With such a vast ecosystem required to ensure robust revenue security, multiple parties are responsible for security – not just one vendor. No one company owns security from end-to-end. With so many different players, one simple error can impact the entire security infrastructure. In addition, there is no certification program to guarantee a level of robustness.
With these challenges in mind, it is worth exploring the role of the TEE as part of a robust revenue security strategy.
- What do you see as the main security requirements that the TEE addresses?
Durability and renewability. Durability is the ability to control access or visibility into intellectual property or sensitive information such as cryptographic keys or security algorithms.

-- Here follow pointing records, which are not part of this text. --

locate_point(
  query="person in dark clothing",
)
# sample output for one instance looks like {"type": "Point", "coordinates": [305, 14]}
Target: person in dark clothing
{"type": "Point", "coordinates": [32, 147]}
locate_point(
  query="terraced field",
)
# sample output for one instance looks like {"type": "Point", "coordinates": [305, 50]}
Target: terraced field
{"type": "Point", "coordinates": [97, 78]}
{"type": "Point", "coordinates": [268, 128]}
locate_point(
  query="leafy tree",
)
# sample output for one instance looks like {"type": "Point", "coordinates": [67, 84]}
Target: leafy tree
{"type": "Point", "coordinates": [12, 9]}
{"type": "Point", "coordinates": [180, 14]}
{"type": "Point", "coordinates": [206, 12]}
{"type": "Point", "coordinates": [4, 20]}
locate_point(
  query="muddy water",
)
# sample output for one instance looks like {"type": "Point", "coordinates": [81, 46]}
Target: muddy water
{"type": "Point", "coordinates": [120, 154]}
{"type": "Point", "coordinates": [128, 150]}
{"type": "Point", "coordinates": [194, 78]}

The TEE allows for this durability as well as the ability for powerful and sophisticated security techniques to be performed on a capable and flexible processor.
As with any cryptosystem, the security may become antiquated or even compromised at any time. The reality of these threats demands the capability of renewability, which is made possible by a securely downloadable software module. This allows the security clients to be rapidly updated in the field with constantly evolving security technology, and also allows the security vendor to rapidly respond to a potential breach. In most cases, the breach can be either mitigated or eliminated with an update to the software running in the TEE (i.e. the Trusted Application (TA)).
- How does this approach benefit operators?
Operators benefit in a number of ways. For example, each operator receives a customized TEE, which mitigates risk in the event of a breach or hack. If the same cryptosystem is shipped to all operators, one hack or breach can impact all devices. The TA can modify the keys, or algorithms or the key management protocol even slightly for each operator, enabling cryptographic separation or diversity for each operation.